To answer this question, Billy sits down for a moment on the couch where the reporter is sitting. He leans forward.
"They're like, 'Oh, my God, who's this young kid?' " Billy says. "When I get on stage, I show them."
He peers into the reporter's notebook while the answer is being written down.
Then Colin whips off his sock, and tosses it at Campbell.
"Colin," Billy says, tugging his brother by the shirt, "stop."
Colin retrieves the sock, and tosses it again.
"All right," Billy says, "Stop it." He looks at the reporter. "See. This is how we get into fights." He smiles.
Then he darts to the kitchen table, picking up a cell phone.
"Hi, Nana," Billy says after a minute or so. "I'm at Fan Fair. I'm doing a couple interviews. Then I think I'm gonna ask LeAnn Rimes to interview me. They're working on it."
Later that day, Billy and LeAnn sit down for Sonicnet.com, with Billy asking the questions.
Moment of truth
It's 8:04 p.m. Monday, and Billy Gilman is standing at Fan Fair's center stage, ready to sing, mike in hand.
He stands shorter than the mike stand, alone in front of the crowd.
"You having a good time?" he asks. 15,000 people scream back, "Yeah!"
"As many of you know, this is my new song. It's called
, and I hope you like it."
"Some kids have and some kids don't/ And some of us are wondering why?" Billy sings.
At the end of the first line, girls scream hysterically.
"Mom won't watch the news at night/ There's too much stuff that's making her cry."
A mother passes a bouquet of flowers overhead.
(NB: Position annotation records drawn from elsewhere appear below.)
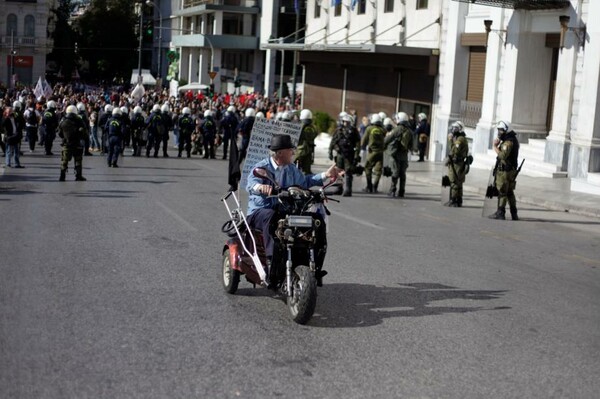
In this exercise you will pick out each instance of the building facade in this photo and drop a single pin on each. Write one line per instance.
(219, 36)
(535, 64)
(368, 56)
(25, 39)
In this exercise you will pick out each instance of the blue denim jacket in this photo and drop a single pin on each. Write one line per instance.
(289, 176)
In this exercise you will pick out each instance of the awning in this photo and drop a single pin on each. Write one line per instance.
(522, 4)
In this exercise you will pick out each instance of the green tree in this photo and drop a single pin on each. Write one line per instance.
(63, 53)
(108, 41)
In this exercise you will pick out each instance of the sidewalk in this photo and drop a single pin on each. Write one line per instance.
(549, 193)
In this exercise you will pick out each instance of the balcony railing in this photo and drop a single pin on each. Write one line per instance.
(238, 3)
(470, 112)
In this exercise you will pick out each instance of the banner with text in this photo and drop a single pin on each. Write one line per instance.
(260, 139)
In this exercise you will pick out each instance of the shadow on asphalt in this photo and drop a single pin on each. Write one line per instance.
(536, 220)
(358, 305)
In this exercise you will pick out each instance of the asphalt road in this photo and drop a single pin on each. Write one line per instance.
(111, 288)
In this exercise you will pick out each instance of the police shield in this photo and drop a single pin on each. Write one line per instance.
(445, 194)
(490, 202)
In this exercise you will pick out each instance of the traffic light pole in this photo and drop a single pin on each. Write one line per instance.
(12, 56)
(140, 79)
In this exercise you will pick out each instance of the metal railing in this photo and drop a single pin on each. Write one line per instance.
(470, 112)
(239, 3)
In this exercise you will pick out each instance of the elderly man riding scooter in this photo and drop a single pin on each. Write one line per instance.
(261, 205)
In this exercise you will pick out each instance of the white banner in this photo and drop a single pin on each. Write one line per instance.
(260, 140)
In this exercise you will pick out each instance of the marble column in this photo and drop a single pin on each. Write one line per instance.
(584, 154)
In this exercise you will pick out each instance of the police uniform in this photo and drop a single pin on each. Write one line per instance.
(115, 128)
(374, 139)
(155, 127)
(457, 168)
(346, 143)
(229, 126)
(398, 143)
(137, 134)
(209, 133)
(49, 125)
(168, 125)
(306, 147)
(186, 126)
(72, 131)
(506, 175)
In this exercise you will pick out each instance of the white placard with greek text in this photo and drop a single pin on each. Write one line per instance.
(260, 140)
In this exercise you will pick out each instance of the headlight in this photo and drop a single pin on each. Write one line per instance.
(299, 221)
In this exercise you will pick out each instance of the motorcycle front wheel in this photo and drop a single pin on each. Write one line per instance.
(231, 277)
(303, 300)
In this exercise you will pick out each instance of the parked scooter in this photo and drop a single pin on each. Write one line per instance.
(300, 245)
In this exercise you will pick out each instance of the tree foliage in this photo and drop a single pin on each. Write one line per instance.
(107, 39)
(63, 53)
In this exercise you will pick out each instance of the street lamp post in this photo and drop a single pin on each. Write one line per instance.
(12, 56)
(141, 6)
(157, 7)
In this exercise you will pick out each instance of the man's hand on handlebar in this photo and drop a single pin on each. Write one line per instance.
(265, 189)
(334, 172)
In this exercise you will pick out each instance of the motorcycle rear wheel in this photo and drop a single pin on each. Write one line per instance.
(231, 277)
(303, 301)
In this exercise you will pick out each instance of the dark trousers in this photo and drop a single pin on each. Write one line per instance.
(185, 141)
(260, 219)
(48, 141)
(114, 149)
(31, 136)
(209, 146)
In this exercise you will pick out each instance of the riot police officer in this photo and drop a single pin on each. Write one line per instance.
(81, 111)
(458, 150)
(72, 130)
(168, 126)
(49, 126)
(102, 119)
(229, 125)
(186, 126)
(137, 131)
(115, 127)
(126, 129)
(156, 129)
(422, 133)
(374, 139)
(346, 143)
(244, 129)
(306, 143)
(208, 127)
(506, 147)
(398, 143)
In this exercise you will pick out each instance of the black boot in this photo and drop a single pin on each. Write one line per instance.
(375, 185)
(499, 215)
(369, 188)
(347, 187)
(392, 192)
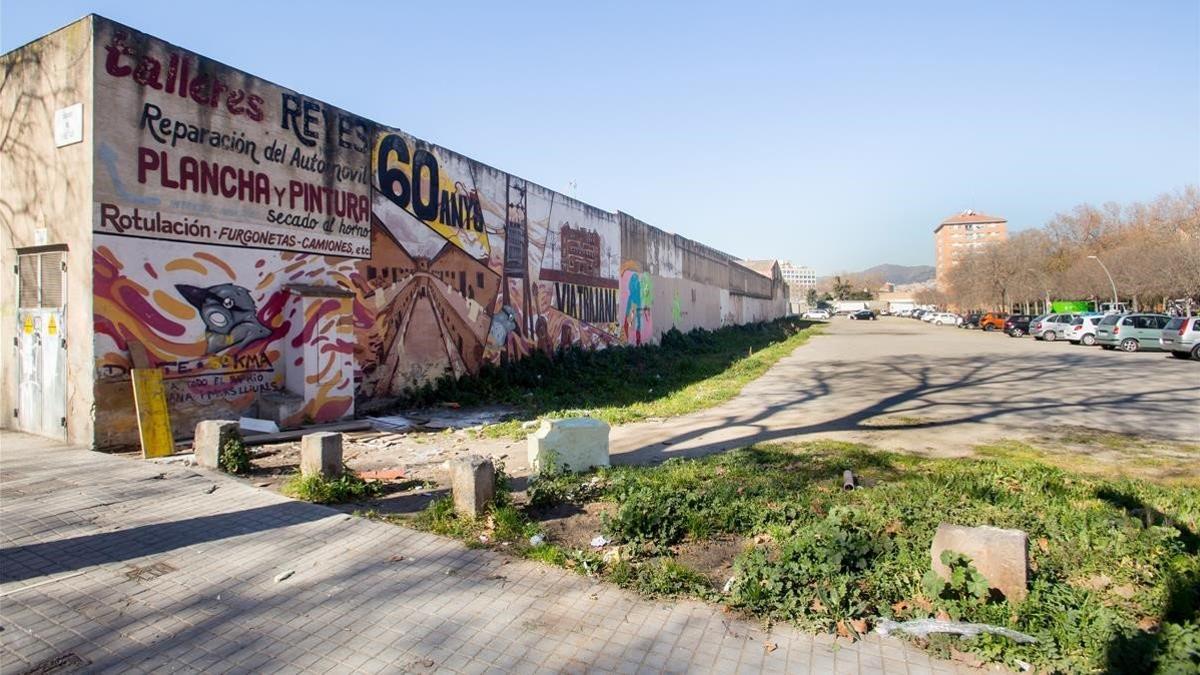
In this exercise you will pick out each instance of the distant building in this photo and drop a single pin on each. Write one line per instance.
(798, 278)
(960, 234)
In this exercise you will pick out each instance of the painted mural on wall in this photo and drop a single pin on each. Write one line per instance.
(474, 266)
(214, 191)
(261, 244)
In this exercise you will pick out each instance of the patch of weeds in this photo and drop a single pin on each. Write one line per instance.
(965, 587)
(234, 457)
(660, 578)
(1115, 562)
(811, 577)
(550, 489)
(509, 524)
(442, 519)
(547, 553)
(827, 556)
(318, 489)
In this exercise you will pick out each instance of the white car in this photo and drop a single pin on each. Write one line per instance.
(946, 318)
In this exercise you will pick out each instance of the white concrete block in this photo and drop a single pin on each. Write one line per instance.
(569, 444)
(1002, 556)
(211, 435)
(322, 453)
(472, 484)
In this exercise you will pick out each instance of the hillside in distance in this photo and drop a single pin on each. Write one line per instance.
(894, 274)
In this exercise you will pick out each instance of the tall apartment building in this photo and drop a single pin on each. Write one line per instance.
(963, 233)
(798, 278)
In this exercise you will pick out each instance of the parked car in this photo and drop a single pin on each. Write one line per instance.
(1182, 338)
(993, 321)
(1051, 327)
(1083, 329)
(1132, 332)
(1018, 324)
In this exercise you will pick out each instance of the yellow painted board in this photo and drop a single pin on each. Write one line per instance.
(154, 422)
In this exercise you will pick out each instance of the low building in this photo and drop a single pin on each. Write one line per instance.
(270, 255)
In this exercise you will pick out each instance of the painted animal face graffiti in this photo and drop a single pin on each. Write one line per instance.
(229, 316)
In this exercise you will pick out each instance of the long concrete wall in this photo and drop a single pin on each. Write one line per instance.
(280, 257)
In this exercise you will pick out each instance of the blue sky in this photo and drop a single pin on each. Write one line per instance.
(832, 133)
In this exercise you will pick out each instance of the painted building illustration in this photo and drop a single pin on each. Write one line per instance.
(280, 257)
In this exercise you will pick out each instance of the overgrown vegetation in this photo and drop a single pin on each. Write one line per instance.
(685, 372)
(1115, 575)
(322, 490)
(234, 457)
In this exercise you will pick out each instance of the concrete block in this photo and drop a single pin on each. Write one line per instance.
(569, 444)
(472, 483)
(210, 436)
(321, 453)
(1002, 556)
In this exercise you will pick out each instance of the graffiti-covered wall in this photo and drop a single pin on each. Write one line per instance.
(472, 264)
(217, 197)
(283, 258)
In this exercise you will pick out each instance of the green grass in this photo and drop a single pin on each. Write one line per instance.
(685, 372)
(1115, 575)
(318, 489)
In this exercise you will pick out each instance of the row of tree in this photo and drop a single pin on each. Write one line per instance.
(1152, 251)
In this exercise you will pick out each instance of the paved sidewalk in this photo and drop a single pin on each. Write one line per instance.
(119, 566)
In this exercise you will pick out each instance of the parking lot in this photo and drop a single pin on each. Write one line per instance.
(906, 384)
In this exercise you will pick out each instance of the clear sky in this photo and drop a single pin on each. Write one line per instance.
(835, 135)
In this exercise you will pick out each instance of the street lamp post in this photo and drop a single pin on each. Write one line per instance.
(1038, 275)
(1114, 284)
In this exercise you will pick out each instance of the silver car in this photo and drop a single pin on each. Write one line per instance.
(1182, 338)
(1053, 327)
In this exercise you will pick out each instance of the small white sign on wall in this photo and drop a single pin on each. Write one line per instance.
(69, 125)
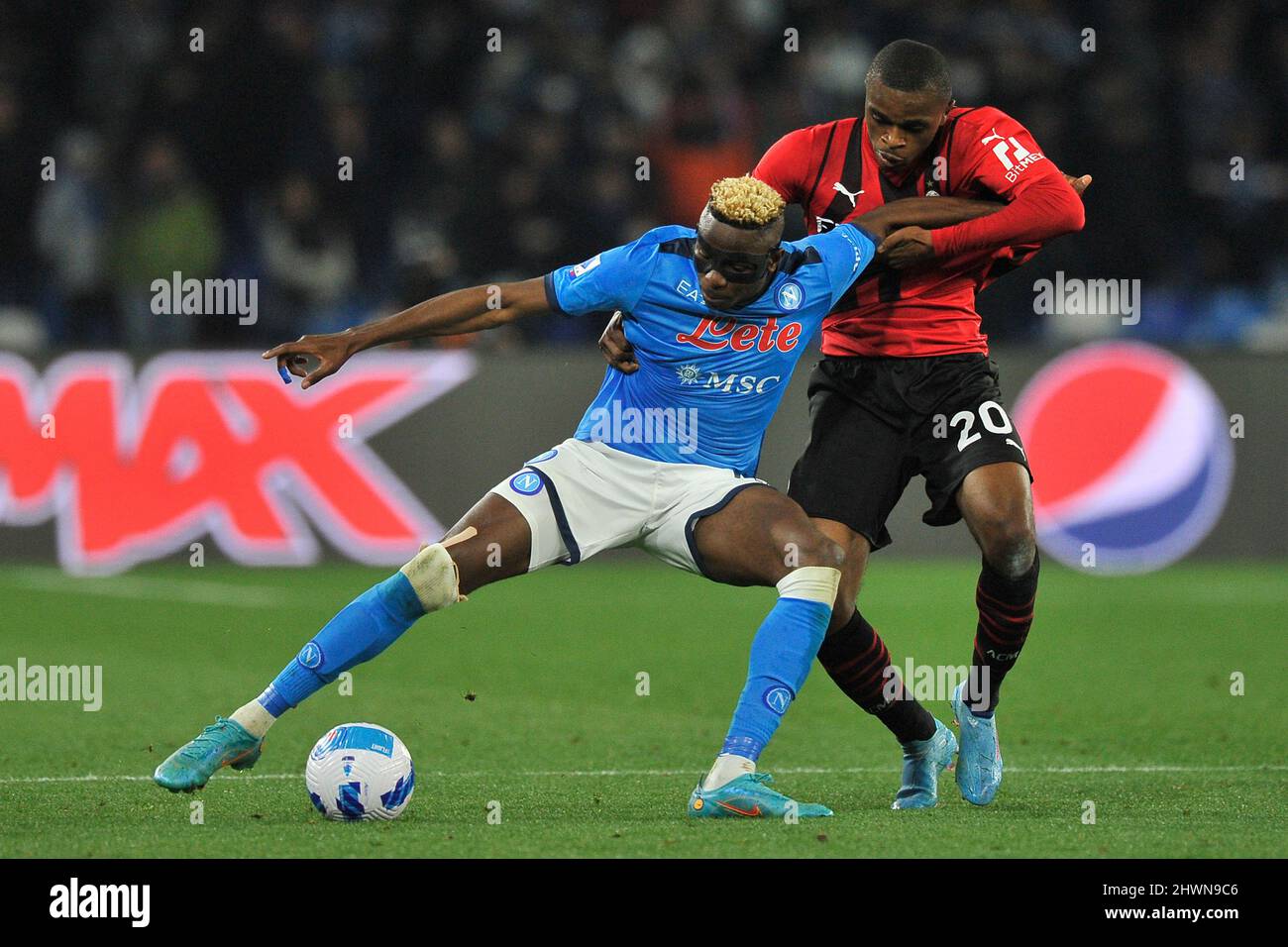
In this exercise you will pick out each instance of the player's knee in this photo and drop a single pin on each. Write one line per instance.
(814, 549)
(1009, 547)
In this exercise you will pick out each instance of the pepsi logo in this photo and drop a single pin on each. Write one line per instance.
(1129, 454)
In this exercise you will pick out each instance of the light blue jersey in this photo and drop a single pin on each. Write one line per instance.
(708, 380)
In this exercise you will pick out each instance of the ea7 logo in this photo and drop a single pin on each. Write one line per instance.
(211, 444)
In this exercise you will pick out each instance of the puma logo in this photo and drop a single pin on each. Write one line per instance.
(851, 195)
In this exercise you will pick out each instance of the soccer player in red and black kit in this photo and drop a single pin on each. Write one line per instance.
(906, 385)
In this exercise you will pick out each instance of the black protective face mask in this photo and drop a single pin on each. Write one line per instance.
(724, 262)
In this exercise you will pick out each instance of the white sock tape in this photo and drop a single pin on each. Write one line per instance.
(434, 578)
(810, 582)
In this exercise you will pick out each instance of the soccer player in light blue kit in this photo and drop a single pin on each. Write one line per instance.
(664, 459)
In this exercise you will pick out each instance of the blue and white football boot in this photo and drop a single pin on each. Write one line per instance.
(922, 763)
(979, 764)
(222, 744)
(748, 796)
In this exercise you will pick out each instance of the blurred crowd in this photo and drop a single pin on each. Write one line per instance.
(481, 157)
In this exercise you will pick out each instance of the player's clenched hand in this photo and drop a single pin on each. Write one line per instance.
(325, 354)
(618, 352)
(906, 247)
(1078, 184)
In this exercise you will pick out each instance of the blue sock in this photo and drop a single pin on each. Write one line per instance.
(360, 631)
(781, 656)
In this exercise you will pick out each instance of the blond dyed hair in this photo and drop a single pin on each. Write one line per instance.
(745, 202)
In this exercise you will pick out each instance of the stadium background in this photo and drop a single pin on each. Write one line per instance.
(475, 166)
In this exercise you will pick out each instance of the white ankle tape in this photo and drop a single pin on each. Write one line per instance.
(434, 578)
(810, 582)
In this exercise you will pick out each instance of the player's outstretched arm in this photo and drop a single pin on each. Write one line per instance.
(451, 313)
(926, 213)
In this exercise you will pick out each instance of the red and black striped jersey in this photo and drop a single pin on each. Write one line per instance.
(832, 171)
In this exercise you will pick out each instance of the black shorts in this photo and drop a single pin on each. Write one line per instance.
(876, 423)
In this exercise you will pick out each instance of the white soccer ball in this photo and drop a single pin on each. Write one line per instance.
(360, 771)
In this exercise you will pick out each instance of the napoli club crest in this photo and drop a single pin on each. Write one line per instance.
(790, 296)
(1131, 457)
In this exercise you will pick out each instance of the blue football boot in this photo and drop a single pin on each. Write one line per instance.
(979, 764)
(222, 744)
(748, 796)
(922, 763)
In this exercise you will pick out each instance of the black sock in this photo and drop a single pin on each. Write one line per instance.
(1005, 617)
(858, 661)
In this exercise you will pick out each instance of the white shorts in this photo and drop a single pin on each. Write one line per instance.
(583, 497)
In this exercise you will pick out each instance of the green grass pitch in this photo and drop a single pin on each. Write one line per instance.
(527, 697)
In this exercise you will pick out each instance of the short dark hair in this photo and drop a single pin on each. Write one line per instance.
(911, 65)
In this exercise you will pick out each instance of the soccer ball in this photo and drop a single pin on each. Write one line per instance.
(360, 771)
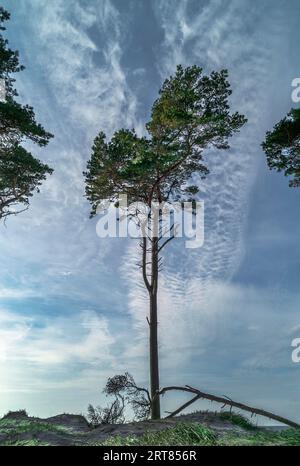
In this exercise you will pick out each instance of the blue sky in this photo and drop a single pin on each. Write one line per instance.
(72, 306)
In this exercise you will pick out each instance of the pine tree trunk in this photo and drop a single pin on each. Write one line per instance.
(154, 368)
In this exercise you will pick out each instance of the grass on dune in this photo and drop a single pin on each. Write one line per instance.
(15, 427)
(193, 434)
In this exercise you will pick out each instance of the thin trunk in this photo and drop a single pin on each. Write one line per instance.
(154, 368)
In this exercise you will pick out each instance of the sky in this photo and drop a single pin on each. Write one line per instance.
(72, 305)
A girl, maybe 13, leans forward, stretching hands to the stage, hoping to touch a pants leg or, maybe, Billy's outstretched hand.
"We need some help/ Down here on Earth/ A thousand prayers, a million words . . ."
Fran, standing in the background on the stage, sways left to right, quietly, and cups her hands to her face as if in prayer. The band increases its tempo. Billy raises his high tenor, never missing a high note.
He stands alone at the mike, the sun setting beyond the grandstand, behind the crowd.
When Billy sang back at the Wood Street Inn, he would sway his hips wildly, making the older woman giggle.
In Nashville, there are no flamboyant gestures to suggest a boy trying to be a grownup. It's just a boy trying to be a boy, doing what he wants.
Still singing, he lifts his left hand into the air, and bows. With clarity and focus in a voice 12 years in the making, he finishes strong, and sings, "One voice was heard."
"Amazing, isn't it," says a man standing backstage, arms crossed, shaking his head right to left.
"Well, I had enough for one day. I've seen the prodigy."
So have 15,000 fans, rising to their feet.
Billy steps back and waves with both arms. Then he turns to his left and heads off the stage.